Outra vez o bispo e o comentador
Bernardo de Brito e Cunha
ELE ANDAVA já a prepará-la aí há coisa de um mês, quando comparou Passos Coelho a Salazar e disse que tinha vontade de sair para a rua “para fazer democracia”. Ele é o bispo das Forças Armadas, D. Januário Torgal Ferreira e na segunda-feira passada voltou ao ataque. Foi numa entrevista à TVI, onde disse que “Há jogos atrás da cortina, habilidades e corrupção. Este Governo é profundamente corrupto nestas atitudes a que estamos a assistir”. Numa crítica à forma como o Governo tem lidado com as exigências da troika, o bispo prosseguiu: “Nós estamos numa peregrinação em direcção a Bruxelas e quando tudo estiver pago daqui de Portugal, sai uma procissão de mascarados a dizer: vamos para um asilo, salvem-nos”. Foi no programa “Política Mesmo” e não se ficou por aqui: “O problema é civilizacional, porque é ético,” sustentou o bispo. “Eu não acredito nestes tipos, em alguns destes tipos, porque são equívocos, porque lutam pelos seus interesses, porque têm o seu gangue, porque têm o seu clube, porque pressionam a comunicação social, o que significa que os anteriores, que foram tão atacados, eram uns anjos ao pé destes diabinhos negros que acabam de aparecer”.

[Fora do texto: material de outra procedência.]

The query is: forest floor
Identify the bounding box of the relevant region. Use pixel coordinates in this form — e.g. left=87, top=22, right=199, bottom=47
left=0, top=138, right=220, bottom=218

E SE, A PRINCÍPIO, o assessor de imprensa de Passos Coelho dizia que as declarações do bispo “não merecem comentário”, na terça a coisa já era diferente. Foi pela voz de Aguiar Branco, ministro da Defesa, que parecia mesmo melindrado. A ponto de dizer coisas como “o senhor bispo sabe que é feio faltar à verdade”, ou “espero que já tenha entregado as provas do que diz na Procuradoria Geral da República” e, para rematar, esta beleza: “Espero que faça uma escolha entre ser bispo das Forças Armadas ou comentador político.” Parecia – e soava – a uma ameaça de despedimento de D. Januário: Aguiar Branco pensaria que estava a falar de sargentos e praças? Eu não tenho procuração para defender D. Januário – e a ver pelo que disse, nem precisa. Mas acredito piamente que o Bispo terá uma noção muito maior das dificuldades atuais do povo português, pelo contacto diário, do que qualquer membro do governo que, de facto, só se preocupa com as exigências da troika.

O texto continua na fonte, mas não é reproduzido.